For as long as I can remember I’ve really enjoyed giving to people. I find much joy doing things and helping people, and I absolutely love to give gifts to those around me.
Many years prior when a co-worker asked if I gave so often to people to get them to like me? I remember being completely furious with her. How dare her I thought, to even insinuate that I gave or did nice things for people, for any other reason than for altruistic reasons. The truth of the matter was she hit a nerve. When I thought about it later that day, I realized she was partially correct. I actually did enjoy giving to people, and received a great source of pleasure from doing so; however my friend was correct that I also desired people’s approval of me.
Thinking further on the subject, I recalled a number of my close friends over the years complaining that I rarely just accepted gifts and treats from my friends without much hassle. After deep reflection I realized there were a bunch of issues going on for me. One was that if I took gifts, or praise from my friends that they would come to think of me as using them. Also I felt if I took anything, I’d owe them. Of course this was and is entirely not true. My friends love me and do not expect me to give them anything in return for the gifts they give me. There is the other issue though I realize, of self-worth. For much of my life (till just recently), I did not feel worthy to receive.

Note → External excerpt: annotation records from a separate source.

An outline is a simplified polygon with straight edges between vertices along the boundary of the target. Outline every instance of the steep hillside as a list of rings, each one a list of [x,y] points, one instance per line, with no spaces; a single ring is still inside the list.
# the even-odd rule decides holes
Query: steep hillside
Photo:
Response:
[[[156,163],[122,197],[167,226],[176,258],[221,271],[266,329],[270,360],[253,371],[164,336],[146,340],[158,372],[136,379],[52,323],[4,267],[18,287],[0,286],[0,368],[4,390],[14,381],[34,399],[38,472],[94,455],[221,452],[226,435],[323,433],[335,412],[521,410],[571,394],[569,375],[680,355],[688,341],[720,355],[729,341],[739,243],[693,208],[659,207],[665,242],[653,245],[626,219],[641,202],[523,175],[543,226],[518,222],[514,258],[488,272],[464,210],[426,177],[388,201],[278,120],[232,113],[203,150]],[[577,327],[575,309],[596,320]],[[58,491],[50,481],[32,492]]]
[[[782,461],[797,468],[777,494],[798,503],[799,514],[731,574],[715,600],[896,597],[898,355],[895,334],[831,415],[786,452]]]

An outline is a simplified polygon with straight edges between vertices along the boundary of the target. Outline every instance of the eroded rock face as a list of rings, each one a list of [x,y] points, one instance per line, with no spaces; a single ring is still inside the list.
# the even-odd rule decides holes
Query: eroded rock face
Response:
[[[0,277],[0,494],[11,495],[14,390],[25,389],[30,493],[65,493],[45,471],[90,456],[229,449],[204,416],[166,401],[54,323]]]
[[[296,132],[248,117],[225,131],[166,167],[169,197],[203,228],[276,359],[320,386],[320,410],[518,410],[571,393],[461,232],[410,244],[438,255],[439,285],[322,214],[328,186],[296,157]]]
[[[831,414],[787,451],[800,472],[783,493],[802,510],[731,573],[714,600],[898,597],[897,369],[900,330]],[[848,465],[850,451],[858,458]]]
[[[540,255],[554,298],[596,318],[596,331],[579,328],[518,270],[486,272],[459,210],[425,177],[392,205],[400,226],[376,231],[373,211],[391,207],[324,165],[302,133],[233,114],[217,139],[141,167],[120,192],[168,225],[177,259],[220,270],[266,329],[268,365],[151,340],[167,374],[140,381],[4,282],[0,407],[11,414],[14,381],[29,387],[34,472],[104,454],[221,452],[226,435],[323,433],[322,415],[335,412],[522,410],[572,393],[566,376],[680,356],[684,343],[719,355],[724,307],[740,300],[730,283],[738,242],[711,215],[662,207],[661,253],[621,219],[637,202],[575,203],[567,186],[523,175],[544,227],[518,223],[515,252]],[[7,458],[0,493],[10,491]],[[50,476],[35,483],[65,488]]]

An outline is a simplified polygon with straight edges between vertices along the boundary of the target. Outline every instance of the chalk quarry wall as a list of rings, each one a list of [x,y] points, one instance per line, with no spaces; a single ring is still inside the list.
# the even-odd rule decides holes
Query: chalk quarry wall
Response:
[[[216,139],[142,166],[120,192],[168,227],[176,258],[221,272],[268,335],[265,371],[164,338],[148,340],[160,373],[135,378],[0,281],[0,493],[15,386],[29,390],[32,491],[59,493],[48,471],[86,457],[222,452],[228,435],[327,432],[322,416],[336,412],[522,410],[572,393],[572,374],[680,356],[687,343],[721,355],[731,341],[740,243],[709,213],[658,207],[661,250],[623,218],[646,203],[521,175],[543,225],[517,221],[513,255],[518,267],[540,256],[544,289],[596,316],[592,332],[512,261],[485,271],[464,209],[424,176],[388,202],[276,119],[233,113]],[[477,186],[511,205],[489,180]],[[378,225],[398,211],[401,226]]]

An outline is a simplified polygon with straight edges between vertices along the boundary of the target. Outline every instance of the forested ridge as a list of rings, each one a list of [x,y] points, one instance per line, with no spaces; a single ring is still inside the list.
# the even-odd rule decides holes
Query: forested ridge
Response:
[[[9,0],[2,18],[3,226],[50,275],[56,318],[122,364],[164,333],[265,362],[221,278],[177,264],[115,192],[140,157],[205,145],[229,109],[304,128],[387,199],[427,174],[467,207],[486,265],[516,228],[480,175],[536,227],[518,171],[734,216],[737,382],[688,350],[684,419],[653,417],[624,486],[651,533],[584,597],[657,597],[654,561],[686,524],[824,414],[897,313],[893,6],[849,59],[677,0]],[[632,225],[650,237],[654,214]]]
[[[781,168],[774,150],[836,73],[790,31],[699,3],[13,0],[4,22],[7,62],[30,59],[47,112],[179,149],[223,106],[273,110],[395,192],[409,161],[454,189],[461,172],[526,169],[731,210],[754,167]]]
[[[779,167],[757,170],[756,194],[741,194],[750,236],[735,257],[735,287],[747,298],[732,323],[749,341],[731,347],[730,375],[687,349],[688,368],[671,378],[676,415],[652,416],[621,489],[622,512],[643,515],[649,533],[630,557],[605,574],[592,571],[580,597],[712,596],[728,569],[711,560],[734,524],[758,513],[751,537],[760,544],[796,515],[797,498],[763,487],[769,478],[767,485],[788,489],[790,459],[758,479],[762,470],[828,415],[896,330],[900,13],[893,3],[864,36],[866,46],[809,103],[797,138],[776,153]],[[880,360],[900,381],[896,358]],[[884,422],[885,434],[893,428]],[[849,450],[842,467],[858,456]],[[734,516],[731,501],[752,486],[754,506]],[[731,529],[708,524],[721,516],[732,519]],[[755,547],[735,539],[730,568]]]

The greatest lesson in all of this that I’ve learned over the past couple years, is to accept gifts from people. Whether they be friends, family or co-worker, is a great blessing to both parties, both the giver and the receiver. I’ve been utterly blessed with wonderful people in my life who love me, and now I’m fully able to accept their gifts as well as give to them. Having been able to let go of my insecurities, and give and receive wholly has significantly enriched my life, and those around me. Giving and receive completely has brought more blessings and abundance than I could have ever imagined.
Now when I obtain a gift, a thank you or praise, I accept the wonderful gracious gift, and simply say: Thank You. :-)
Great food for thought... especially during this gift-giving time.